Migrate Amazon RDS for MySQL to Azure Database for MySQL using data-in replication

Note

This article contains references to the term slave, a term that Microsoft no longer uses. When the term is removed from the software, we'll remove it from this article.

You can use methods such as MySQL dump and restore, MySQL Workbench Export and Import, or Azure Database Migration Service to migrate your MySQL databases to Azure Database for MySQL Flexible Server. You can migrate your workloads with minimum downtime by using a combination of open-source tools such as mysqldump or mydumper and myloader with Data-in Replication.

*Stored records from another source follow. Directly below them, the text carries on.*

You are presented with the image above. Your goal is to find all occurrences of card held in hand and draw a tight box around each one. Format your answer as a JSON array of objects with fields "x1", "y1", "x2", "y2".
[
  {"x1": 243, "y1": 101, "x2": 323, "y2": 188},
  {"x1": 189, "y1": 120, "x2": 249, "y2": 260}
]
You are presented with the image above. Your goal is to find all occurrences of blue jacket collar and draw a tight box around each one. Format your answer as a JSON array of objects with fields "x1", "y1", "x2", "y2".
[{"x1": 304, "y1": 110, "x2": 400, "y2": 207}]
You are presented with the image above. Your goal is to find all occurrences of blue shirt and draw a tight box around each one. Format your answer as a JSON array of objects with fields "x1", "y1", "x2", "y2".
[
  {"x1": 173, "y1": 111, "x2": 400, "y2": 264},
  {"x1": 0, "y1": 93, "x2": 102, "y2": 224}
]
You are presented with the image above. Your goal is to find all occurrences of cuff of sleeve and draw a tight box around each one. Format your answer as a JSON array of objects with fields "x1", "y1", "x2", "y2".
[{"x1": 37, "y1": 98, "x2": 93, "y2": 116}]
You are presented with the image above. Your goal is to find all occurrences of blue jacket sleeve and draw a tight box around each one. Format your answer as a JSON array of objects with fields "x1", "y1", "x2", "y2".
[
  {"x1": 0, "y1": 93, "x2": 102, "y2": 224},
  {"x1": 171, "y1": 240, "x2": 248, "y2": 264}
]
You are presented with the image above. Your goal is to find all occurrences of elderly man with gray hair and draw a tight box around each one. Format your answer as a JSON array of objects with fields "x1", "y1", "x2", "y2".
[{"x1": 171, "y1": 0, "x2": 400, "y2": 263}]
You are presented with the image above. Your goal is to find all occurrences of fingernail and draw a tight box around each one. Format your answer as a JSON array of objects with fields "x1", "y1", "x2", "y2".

Data-in Replication is a technique that replicates data changes from the source server to the destination server based on the binary log file position method. In this scenario, the MySQL instance operating as the source (on which the database changes originate) writes updates and changes as events to the binary log. The information in the binary log is stored in different logging formats according to the database changes being recorded. Replicas are configured to read the binary log from the source and execute the events in the binary log on the replica's local database.

Set up Replicate data into Azure Database for MySQL - Flexible Server to synchronize data from a source MySQL server to a target MySQL server. You can do a selective cutover of your applications from the primary (or source database) to the replica (or target database).

In this tutorial, you'll learn how to set up Data-in Replication between a source server that runs Amazon Relational Database Service (RDS) for MySQL and a target server that runs Azure Database for MySQL Flexible Server.

Performance considerations

Before you begin this tutorial, consider the performance implications of the location, and capacity of the client computer you'll use to perform the operation.

Client location

Perform dump or restore operations from a client computer that's launched in the same location as the database server:

  • For Azure Database for MySQL Flexible Server instances, the client machine should be in the same virtual network and availability zone as the target database server.
  • For source Amazon RDS database instances, the client instance should exist in the same Amazon Virtual Private Cloud and availability zone as the source database server. In the preceding case, you can move dump files between client machines by using file transfer protocols like FTP or SFTP or upload them to Azure Blob Storage. To reduce the total migration time, compress files before you transfer them.

Client capacity

No matter where the client computer is located, it requires adequate computing, I/O, and network capacity to perform the requested operations. The general recommendations are:

  • If the dump or restore involves real-time processing of data, for example, compression or decompression, choose an instance class with at least one CPU core per dump or restore thread.
  • Ensure there's enough network bandwidth available to the client instance. Use instance types that support the accelerated networking feature. For more information, see the "Accelerated Networking" section in the Azure Virtual Machine Networking Guide.
  • Ensure that the client machine's storage layer provides the expected read/write capacity. We recommend that you use an Azure virtual machine with Premium SSD storage.

Prerequisites

To complete this tutorial, you need to:

  • Install the mysqlclient on your client computer to create a dump, and perform a restore operation on your target Azure Database for MySQL Flexible Server instance.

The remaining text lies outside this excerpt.